У Степаниды могли быть сотни причин искать утешение на стороне. Я не сомневалась, что брак ее с Егором был выгоден исключительно барину — по словам Андрея, Степаниду за Егора отдали и не спросили ее мнения на этот счет. Неудивительно, если вспомнить, что мой отец при устройстве браков между крестьянами мог ориентироваться только на отсутствие между будущими супругами родства. Агрессия мужа, какие-то недостатки, мешавшие ему в отношениях с ней, невозможность развода — если развод здесь существовал, то лишь для таких как я, не для собственности помещика. Степанида могла знать о каких-то наследственных пороках Егора, могла совершенно сознательно планировать родить дитя от любого другого мужчины — вплоть до того, что, вероятно, ее ребенок родился бы свободным. Она могла влюбиться в моего брата! Каким он был?
Я швырнула ложку на стол. Все, что Степанида делала по собственной воле, я допускала и была до конца намерена отстаивать ее право на это.
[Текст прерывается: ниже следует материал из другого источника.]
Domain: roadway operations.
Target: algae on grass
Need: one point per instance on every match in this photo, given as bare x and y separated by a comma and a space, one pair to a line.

Пусть мой брат отнесся к связи с ней даже не как к интрижке — как к визиту в разгульный дом.
Но не в случае, если ее к чему-то принудили. Не в случае избиения — какой бы повод Степанида ни дала. Гулящая ли она, изменница, ведьма — последнее вряд ли, — я была настолько разъярена, что появись передо мной сейчас злополучный Егор, и я бы дала фору печально известной всем Салтычихе…
— Откуда сплетни, что Степанида от барина понесла? — рявкнула я. Анна обстоятельно отерла руки тряпкой, опустила их, вздохнула, приготовилась отвечать. Я поняла, что к пощечинам она приготовилась тоже.
— Ясно же, барышня, — сказала она таким тоном, словно и в самом деле в ее голову ни разу не приходили сомнения. — Как барин приехали, так она пошла в тяжесть.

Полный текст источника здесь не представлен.